No regime ordinário, em que estão aqueles que não têm dívidas em atraso, as requisições de pagamento recebidas até 30 de junho são incluídas no orçamento do ano seguinte e pagas no curso do exercício.
Para o presidente da Comissão Especial de Precatório do Conselho Federal da OAB, Eduardo Gouvêa, a suspensão dos pagamentos “está totalmente desalinhada com a necessidade de colocar dinheiro na mão das pessoas que mais precisam”. O advogado afirma que a maior parte dos títulos são oriundos de processos movidos por pessoas físicas e têm caráter alimentar. “O mais grave é estar sendo feito sem análise”, aponta Gouvêa. “As duas medidas, se implementadas, trarão mais prejuízos do que benefícios.”
O advogado afirma existirem alternativas mais eficazes. Uma delas seria a possibilidade de financiamento, por bancos públicos ou privados e com prazo diluído de pagamento, para Estados e municípios que têm dívidas de precatório em atraso. “Não se trata de novo endividamento, mas de financiamento de uma dívida já existente”, diz.
Com a medida de liberação dos precatórios, enfatiza, haveria uma injeção de dinheiro importante na economia.
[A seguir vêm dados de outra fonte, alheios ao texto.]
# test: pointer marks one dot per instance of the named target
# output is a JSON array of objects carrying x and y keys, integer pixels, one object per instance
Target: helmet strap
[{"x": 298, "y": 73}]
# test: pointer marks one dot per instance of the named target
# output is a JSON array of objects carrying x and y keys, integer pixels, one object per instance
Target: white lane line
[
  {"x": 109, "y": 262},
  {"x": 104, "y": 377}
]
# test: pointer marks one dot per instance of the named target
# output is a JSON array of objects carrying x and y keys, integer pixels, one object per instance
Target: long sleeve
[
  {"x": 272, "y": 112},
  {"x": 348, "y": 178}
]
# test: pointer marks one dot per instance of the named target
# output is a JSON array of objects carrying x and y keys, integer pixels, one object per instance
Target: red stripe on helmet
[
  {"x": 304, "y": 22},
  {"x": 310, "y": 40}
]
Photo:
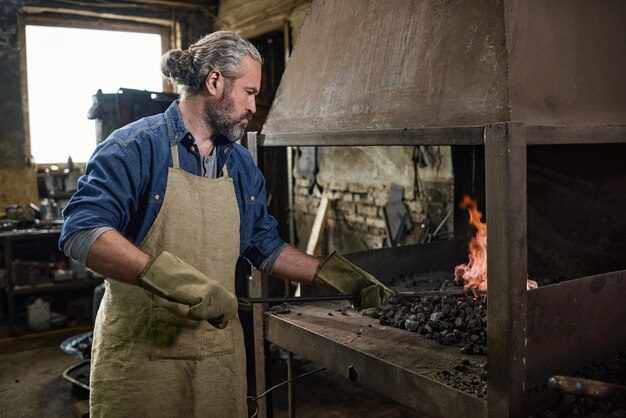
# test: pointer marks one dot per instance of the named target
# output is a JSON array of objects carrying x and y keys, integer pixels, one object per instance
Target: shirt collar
[
  {"x": 175, "y": 125},
  {"x": 178, "y": 132}
]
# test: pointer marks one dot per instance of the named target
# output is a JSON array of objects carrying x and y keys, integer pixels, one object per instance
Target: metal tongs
[{"x": 245, "y": 304}]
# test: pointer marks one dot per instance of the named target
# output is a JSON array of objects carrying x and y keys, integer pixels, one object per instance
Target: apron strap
[{"x": 176, "y": 163}]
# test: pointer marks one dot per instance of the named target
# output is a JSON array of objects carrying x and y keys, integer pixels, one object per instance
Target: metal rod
[
  {"x": 293, "y": 299},
  {"x": 291, "y": 402},
  {"x": 587, "y": 387}
]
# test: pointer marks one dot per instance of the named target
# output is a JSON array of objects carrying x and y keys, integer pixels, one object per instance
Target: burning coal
[{"x": 474, "y": 273}]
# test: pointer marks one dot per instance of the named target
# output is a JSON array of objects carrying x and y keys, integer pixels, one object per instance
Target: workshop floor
[{"x": 31, "y": 384}]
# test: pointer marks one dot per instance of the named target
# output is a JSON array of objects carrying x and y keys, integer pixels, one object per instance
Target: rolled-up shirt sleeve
[
  {"x": 108, "y": 193},
  {"x": 265, "y": 242}
]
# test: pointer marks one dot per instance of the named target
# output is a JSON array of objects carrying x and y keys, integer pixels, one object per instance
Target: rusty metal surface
[
  {"x": 465, "y": 135},
  {"x": 393, "y": 362},
  {"x": 567, "y": 61},
  {"x": 574, "y": 322},
  {"x": 371, "y": 65},
  {"x": 541, "y": 135},
  {"x": 505, "y": 157},
  {"x": 387, "y": 263}
]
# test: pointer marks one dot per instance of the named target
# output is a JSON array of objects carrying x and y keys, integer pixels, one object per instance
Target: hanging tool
[
  {"x": 587, "y": 387},
  {"x": 245, "y": 304}
]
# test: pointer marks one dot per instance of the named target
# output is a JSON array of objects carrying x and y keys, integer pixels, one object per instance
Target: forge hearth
[
  {"x": 454, "y": 320},
  {"x": 531, "y": 96}
]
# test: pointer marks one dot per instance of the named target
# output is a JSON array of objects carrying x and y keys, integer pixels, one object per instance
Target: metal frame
[{"x": 515, "y": 335}]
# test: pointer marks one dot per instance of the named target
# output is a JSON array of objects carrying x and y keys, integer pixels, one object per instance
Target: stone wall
[{"x": 17, "y": 180}]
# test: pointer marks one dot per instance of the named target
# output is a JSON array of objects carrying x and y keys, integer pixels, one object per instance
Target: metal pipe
[{"x": 587, "y": 387}]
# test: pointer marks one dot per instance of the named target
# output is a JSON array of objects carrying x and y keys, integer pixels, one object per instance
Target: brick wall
[{"x": 357, "y": 182}]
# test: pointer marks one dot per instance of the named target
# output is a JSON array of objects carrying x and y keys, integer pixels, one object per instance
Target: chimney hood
[{"x": 369, "y": 67}]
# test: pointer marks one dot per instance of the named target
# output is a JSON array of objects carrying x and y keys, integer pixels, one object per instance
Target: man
[{"x": 166, "y": 206}]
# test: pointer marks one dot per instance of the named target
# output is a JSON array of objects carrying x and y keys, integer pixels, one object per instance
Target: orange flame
[{"x": 474, "y": 272}]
Segundo o advogado, o estoque de precatórios vencidos soma mais de R$ 100 bilhões.
O advogado Marco Antonio Innocenti, que também é membro da Comissão Especial de Precatórios da OAB, diz que os Estados utilizam muito pouco dos seus orçamentos para pagar os precatórios. A grande maioria dos títulos, afirma, é custeada com valores de depósitos judiciais — a Lei Complementar nº 151, de 2015, permite que sejam utilizados até 30% dos recursos.
“Os governos têm como custo a remuneração do fundo garantidor dos depósitos, pela Selic, ao Banco do Brasil e à Caixa Econômica Federal. É um custo baixíssimo”, diz.
A pressão dos governadores, acrescenta, deveria ser para que o governo federal propusesse medidas para ampliar o uso dos depósitos judiciais — de 30% para até 70% — e também para reduzir a remuneração do fundo garantidor dos depósitos judiciais. “Poderia, por exemplo, adiar por três anos e reduzir à correção da poupança”, diz. “Isso daria fôlego aos Estados e, com a liberação do dinheiro dos precatórios, movimentaria a economia.”
Os advogados também criticam a possibilidade de a União suspender os pagamentos deste ano. A medida, afirmam, vai prejudicar a imagem do país. O governo, há pelo menos duas décadas, vem pagando os títulos em dia. O Ministério da Economia foi procurado e afirmou que não comentaria o assunto.
Já a Procuradoria-Geral do Estado de São Paulo não respondeu sobre o pedido de suspensão dos pagamentos ao TJ-SP. Informou, por meio de nota, que cumpre com as suas obrigações, como o previsto na Emenda Constitucional nº 99, e que aplica recursos próprios nos pagamentos.
“O levantamento de depósitos é receita adicional para pagamento de precatórios mas gera custos financeiros com administração e encargos, além de implicar endividamento”, afirma na nota enviada ao Valor.